Петер Бамм, военный врач германской армии, который служил на русском фронте, рассказывает в своей книге «ГНе Unsichtbare Flagge» («Невидимый флаг», 1952) об убийстве евреев в Севастополе. Их согнали «те» — как он называет эсэсовские айнзацгруппы, чтобы читатель не путал их с обычными солдатами, чье благородство книга превозносит, — и бросили в изолированную часть бывшей тюрьмы ГПУ, которая примыкала к офицерским казармам, где была расквартирована часть Бамма. Евреев заставляли заходить в душегубку, где они умирали через несколько минут, после чего трупы вывозили за черту города и сбрасывали в противотанковые рвы. «Мы все знали. Мы ничего не делали. Любой, кто стал бы протестовать или как-то попытался бы помешать айнзацгруппам, был бы в течение суток арестован и исчез. Одно из усовершенствований тоталитарных госу-дарств нашего века заключается в том, что они не позволяют своим противникам принять великую, исполненную драматизма мученическую смерть во имя своих убеждений. Многие из нас пошли бы на такую смерть. Тоталитарное государство делает так, что его противники исчезают тихо и незаметно. Можно сказать наверняка, что любой осмелившийся принять мученическую смерть вместо того, чтобы своим молчанием поощрять преступление, пожертвует своей жизнью напрасно. Это не значит, что такая жертва была бы морально бессмысленной. Просто она оказалась бы бесполезной практически. Ни один из нас не обладал убеждениями столь глубокими, чтобы мы смогли принести себя в практически бесполезную жертву во имя высокого морального смысла». Нет необходимости уточнять, что автор так и не подозревает о пустоте воспетого им «благородства» при отсутствии того, что он называет «высоким моральным смыслом».

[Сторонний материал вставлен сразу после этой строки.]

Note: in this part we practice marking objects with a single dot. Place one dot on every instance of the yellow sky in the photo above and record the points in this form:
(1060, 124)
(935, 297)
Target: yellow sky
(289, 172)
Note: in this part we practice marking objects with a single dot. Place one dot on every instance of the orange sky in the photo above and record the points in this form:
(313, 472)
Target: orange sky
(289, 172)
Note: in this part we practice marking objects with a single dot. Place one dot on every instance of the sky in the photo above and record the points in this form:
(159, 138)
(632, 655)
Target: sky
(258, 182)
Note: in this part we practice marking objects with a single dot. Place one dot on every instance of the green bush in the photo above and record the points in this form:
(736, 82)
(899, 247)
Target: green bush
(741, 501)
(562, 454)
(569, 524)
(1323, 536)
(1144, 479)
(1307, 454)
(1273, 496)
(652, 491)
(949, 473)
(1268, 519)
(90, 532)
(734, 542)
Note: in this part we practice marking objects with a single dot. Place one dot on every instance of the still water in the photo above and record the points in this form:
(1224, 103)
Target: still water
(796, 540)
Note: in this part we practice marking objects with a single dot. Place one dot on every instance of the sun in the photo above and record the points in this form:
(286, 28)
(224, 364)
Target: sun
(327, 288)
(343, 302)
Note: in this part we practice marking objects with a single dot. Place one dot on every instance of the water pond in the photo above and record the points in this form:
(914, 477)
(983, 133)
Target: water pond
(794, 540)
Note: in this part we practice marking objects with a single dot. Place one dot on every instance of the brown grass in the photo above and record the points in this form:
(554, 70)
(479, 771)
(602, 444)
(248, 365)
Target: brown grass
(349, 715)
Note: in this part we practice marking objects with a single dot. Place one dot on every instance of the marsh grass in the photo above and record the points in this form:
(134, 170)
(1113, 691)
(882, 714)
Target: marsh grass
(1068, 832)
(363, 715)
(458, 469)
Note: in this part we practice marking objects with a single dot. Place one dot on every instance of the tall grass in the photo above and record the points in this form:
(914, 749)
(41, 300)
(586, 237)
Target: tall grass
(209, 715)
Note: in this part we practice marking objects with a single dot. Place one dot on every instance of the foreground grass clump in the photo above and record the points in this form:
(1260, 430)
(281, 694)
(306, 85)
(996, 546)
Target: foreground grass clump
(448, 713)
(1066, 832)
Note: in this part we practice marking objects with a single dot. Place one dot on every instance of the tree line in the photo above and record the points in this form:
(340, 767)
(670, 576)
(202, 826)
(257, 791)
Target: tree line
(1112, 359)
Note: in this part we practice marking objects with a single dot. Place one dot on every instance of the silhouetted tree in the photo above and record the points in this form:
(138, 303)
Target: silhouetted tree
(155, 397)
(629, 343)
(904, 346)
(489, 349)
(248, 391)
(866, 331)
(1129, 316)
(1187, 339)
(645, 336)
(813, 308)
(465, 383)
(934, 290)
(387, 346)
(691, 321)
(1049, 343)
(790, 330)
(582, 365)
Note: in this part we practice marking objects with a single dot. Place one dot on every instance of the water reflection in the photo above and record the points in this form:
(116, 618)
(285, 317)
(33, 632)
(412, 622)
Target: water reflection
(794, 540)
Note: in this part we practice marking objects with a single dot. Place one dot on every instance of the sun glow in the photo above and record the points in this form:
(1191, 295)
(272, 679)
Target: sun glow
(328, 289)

Но пустота респектабельности — поскольку благородство в таких условиях не более чем респектабельность — это совсем не то, что явил собой пример сержанта Антона Шмидта. Скорее это была роковая ошибка собственно аргументации, которая поначалу звучит так правдоподобно. Да, это факт, что тоталитарное господство пыталось создать «бреши забвения», через которые исчезли бы все большие свершения, добрые и во имя зла, но поскольку лихорадочные старания нацистов с июня 1942 года уничтожить все следы злодейских убийств — путем кремации, сожжения в открытых карьерах, за счет использования взрывчатых веществ, огнеметов и устройств для перемалывания костей — были обречены на провал, все их усилия заставить противников «исчезнуть тихо и незаметно» оказались тщетными. «Брешей забвения» не существует. Всегда найдется человек, которому будет что рассказать. Следовательно, ничто не может быть «бесполезным практически», по крайней мере быть таковым надолго.

Если бы таких историй звучало больше, это имело бы большую практическую пользу для сегодняшней Германии, не говоря уже о ее престиже за границей и о разрешении сложных внутренних противоречий, так как урок таких историй прост и понятен всем. С политической точки зрения, в условиях террора большинство примут правила игры, но найдутся такие, кто этого не сделает, — как урок тех стран, которым было предложено «окончательное решение»: «это могло бы произойти» в большинстве из них, но это не произошло везде. С точки зрения человечества, чтобы эта планета оставалась подходящим местом для человеческих существ, ничего больше и не требуется, ничего больше и не пожелаешь.